Medicare and Medicaid have been far less than kind to physician incomes, as they receive nominal increases in compensation compared to their operating cost increases. Increases that are so limited; they do not even to keep pace with inflation. For example, between 1998 and 2010, the cost of operating a medical practice increased 54 percent, Medicare rates increased 11 percent. Obamacare made additional funds available for increased Medicaid payments, but they remain below that of commercial rates in the market. The same is true for Medicare.
In the past, commercial payers had been the funding source to cover shortfalls in governmental payments. Today, payers are reimbursing at the lowest levels and still maintain an adequate physician network. For the physician in private practice, the squeeze is on.
What Should Physicians Do?
Losses stemming from patient medical debt are one more factor driving practices to change—to survive they must change.
With no meaningful way to increase revenue (after all, there are only so many hours in the day and what physicians are selling, in reality, is their time), physicians must approach every aspect of their practice with a commitment to squeeze revenue and reduce expenses.
The approach to patient debt is especially problematic for physicians because they function with both their head and their heart. In their head, they understand that to continue practicing medicine they must find ways of capturing revenue from any source available, including holding the patient responsible for their portion of the bill. Within their heart, they know that meeting the need for revenue can be accomplished to the detriment of the very individuals that they are supposed to serve. It is a conflict that is most troubling to physicians.
Self-preservation drives many physicians into Hobson-like choices (take it or leave it), which hardens the heart and forces them to go for the money.
If they can afford to lose patient volume, then physicians withdraw from lower-paying health plans, which often means dropping Medicaid, cutting off services to the poor in their community. The consequences for the patient is a loss of continuity of care and for society; often the patient will seek care in higher cost hospital emergency rooms, poor quality Medicaid “mills” or public health or community health centers, which cost more than the private physician.
Some physicians choose to pass the potential for medical debt to others by requiring patients to provide credit cards to be billed for patient financial responsibilities. Intellectually, physicians know that they may have condemned their patients to interest rates as high as 24 percent and strong collection practices by the card issuer.

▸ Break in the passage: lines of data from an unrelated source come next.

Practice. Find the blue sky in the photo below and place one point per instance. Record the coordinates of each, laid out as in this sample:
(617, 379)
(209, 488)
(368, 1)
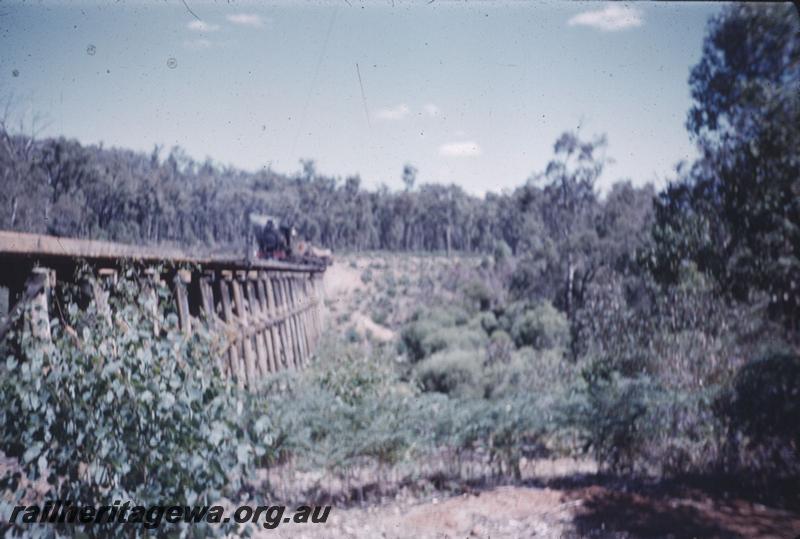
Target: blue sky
(473, 93)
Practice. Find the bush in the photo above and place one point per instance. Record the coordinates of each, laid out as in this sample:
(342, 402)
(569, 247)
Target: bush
(438, 330)
(763, 405)
(542, 328)
(452, 372)
(114, 411)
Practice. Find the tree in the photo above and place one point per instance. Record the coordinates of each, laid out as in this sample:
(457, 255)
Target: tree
(735, 214)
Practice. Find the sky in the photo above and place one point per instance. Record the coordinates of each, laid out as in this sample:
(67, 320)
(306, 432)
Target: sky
(472, 93)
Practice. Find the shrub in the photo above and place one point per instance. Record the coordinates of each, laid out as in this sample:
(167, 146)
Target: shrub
(453, 372)
(478, 295)
(114, 411)
(542, 327)
(763, 405)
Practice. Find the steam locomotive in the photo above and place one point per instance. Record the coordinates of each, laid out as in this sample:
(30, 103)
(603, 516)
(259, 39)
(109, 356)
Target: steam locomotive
(273, 240)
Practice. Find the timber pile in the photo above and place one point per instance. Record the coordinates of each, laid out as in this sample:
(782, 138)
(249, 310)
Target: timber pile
(269, 312)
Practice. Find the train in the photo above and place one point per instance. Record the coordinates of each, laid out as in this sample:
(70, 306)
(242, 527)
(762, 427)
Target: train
(272, 239)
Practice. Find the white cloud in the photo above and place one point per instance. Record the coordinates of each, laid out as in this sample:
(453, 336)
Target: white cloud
(431, 109)
(393, 113)
(246, 19)
(200, 26)
(460, 149)
(197, 44)
(611, 18)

Others choose the business approach, turning over unpaid accounts to collection agencies, knowing that their patient will be hounded. Even if successful, at best this will result in the physician paying the agency a 30 percent to 50 percent collection fee.
All undesired but necessary Hobson choices.

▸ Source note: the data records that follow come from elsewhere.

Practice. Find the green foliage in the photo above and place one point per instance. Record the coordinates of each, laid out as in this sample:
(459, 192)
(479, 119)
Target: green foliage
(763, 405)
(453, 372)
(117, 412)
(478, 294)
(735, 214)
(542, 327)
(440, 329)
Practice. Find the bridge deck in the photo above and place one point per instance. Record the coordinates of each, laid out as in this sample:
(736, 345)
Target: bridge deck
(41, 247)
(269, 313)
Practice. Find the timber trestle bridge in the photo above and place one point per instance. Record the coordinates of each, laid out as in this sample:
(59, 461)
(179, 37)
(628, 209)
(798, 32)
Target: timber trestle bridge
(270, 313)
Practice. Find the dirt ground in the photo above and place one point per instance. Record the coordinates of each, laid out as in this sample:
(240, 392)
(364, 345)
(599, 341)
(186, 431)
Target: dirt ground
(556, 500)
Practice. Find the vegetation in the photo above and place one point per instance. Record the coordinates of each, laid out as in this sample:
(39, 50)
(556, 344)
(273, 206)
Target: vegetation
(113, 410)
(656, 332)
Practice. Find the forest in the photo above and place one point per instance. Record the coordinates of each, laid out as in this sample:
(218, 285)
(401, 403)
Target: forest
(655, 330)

Patient debt and its contribution to the financial instability of the private practice of medicine is one more factor in the loss of private practices. Physicians are leaving private practice in increasing numbers, with just one-third expecting to continue working as independent practitioners beyond 2016 according to a study from Accenture.
Their report found that the number of independent physicians dropped from 57 percent in 2000 to 49 percent in 2015 and predicted that the number would drop further, to 33 percent. The causes are reimbursement pressures and overhead cost increases. While patient medical debt is not the sole factor, losses from uncollectible patient receivables is a contributing factor.